Y en cuanto al deterioro del medio y las prepotencias multinacionales, los casos abundan. Mientras tanto las guerras, unas veces por motivos prácticos, como la protección de los intereses petrolíferos y otras, como la de Irak, con el resultado añadido de la creación de un enemigo internacional, el terrorismo, como en su día fue el comunismo, ocultan a la atención mundial esas carencias y desigualdades y siguen favoreciendo el mantenimiento de una industria militar, cuya versión americana permite considerar a los Estados Unidos como el apéndice militar del nuevo poder económico global.

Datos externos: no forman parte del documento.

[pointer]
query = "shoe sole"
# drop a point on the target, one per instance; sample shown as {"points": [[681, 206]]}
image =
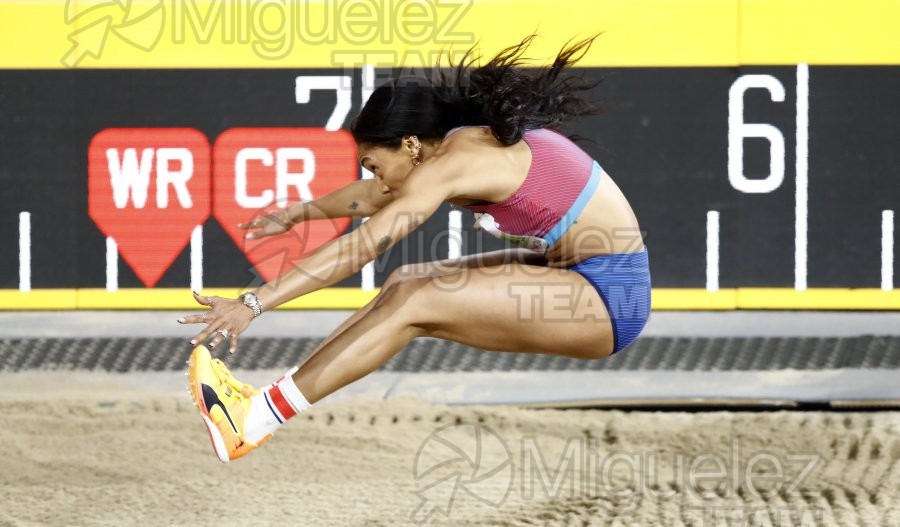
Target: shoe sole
{"points": [[196, 390]]}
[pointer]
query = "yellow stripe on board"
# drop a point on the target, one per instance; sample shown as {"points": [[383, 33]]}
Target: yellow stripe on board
{"points": [[334, 33], [664, 299]]}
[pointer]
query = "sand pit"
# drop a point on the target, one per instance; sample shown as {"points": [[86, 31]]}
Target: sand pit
{"points": [[102, 453]]}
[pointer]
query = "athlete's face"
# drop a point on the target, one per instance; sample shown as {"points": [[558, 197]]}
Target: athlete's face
{"points": [[390, 166]]}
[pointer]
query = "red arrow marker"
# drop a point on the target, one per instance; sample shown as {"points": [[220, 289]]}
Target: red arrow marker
{"points": [[148, 188], [258, 170]]}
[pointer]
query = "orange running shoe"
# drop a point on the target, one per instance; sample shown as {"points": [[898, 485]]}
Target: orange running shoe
{"points": [[224, 403]]}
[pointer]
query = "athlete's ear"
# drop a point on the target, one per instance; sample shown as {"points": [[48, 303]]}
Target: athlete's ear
{"points": [[412, 144]]}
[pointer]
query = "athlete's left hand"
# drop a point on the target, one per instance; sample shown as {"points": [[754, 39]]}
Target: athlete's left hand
{"points": [[227, 319]]}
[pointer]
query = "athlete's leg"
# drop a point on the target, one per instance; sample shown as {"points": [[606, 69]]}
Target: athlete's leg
{"points": [[506, 307], [435, 269]]}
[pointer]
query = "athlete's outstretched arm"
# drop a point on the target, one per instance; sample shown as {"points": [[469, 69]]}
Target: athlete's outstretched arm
{"points": [[426, 188], [358, 199]]}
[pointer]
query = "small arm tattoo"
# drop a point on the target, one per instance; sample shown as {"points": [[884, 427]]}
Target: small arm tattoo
{"points": [[383, 244]]}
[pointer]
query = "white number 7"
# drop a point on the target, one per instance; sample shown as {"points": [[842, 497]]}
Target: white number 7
{"points": [[343, 87]]}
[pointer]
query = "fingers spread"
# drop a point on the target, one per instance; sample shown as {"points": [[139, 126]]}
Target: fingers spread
{"points": [[194, 319]]}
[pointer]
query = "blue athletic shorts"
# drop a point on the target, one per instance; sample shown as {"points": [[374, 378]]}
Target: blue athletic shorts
{"points": [[623, 281]]}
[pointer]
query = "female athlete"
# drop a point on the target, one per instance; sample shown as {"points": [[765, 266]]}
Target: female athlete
{"points": [[481, 138]]}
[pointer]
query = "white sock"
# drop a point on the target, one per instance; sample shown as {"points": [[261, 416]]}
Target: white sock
{"points": [[273, 407]]}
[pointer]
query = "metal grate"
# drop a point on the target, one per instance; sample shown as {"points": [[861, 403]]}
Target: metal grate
{"points": [[432, 355]]}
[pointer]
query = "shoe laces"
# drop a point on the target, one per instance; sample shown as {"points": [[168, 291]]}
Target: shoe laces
{"points": [[224, 375]]}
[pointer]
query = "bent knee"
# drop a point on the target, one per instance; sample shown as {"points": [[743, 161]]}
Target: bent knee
{"points": [[402, 290]]}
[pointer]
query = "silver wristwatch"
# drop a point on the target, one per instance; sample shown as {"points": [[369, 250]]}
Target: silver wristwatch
{"points": [[250, 300]]}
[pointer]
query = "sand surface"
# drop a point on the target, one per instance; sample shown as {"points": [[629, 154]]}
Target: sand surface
{"points": [[113, 450]]}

Frente a esta lógica capitalista, que todo lo fía al principio de la libertad de mercados, y su corolario, la privatización, incluso de servicios básicos, emerge la lógica de los derechos humanos, que también ha tenido su evolución. Primero fue el reconocimiento de la igualdad básica de las personas, con la abolición de la esclavitud. Después, la protección de los derechos políticos de las minorías, raciales, de género. Paralelamente surgieron los derechos humanitarios, con la convención de Ginebra para prisioneros de guerra, las víctimas de calamidades, etc. Y ahora, una tercera generación de derechos básicos, a la salud, a la educación, a la vivienda.

Los derechos básicos incluyen los bienes comunes como la calidad del aire que respiramos, del agua que bebemos y que debían concitar la acción de los Estados y, finalmente, de la ONU, para impedir tanto la privatización de esos bienes como la adopción de medidas coercitivas y de control para hacer posible esa lógica de los derechos humanos hasta ahora desatendida. Porque no se trata de que la educación, la salud o la vivienda sean gratis. Muchos servicios los pagamos a través de los impuestos, sobre todo los impuestos indirectos, que gravan al ciudadano a lo largo de su vida y principalmente a los más pobres. Tampoco se niega la utilización de tasas por uso de servicios públicos, según el modelo tradicional de las llamadas “utilities”, en el modelo anglosajón. Lo que afirmamos es que los derechos humanos no deben ser objeto de negocio, de especulación, deben estar “extra commercium”.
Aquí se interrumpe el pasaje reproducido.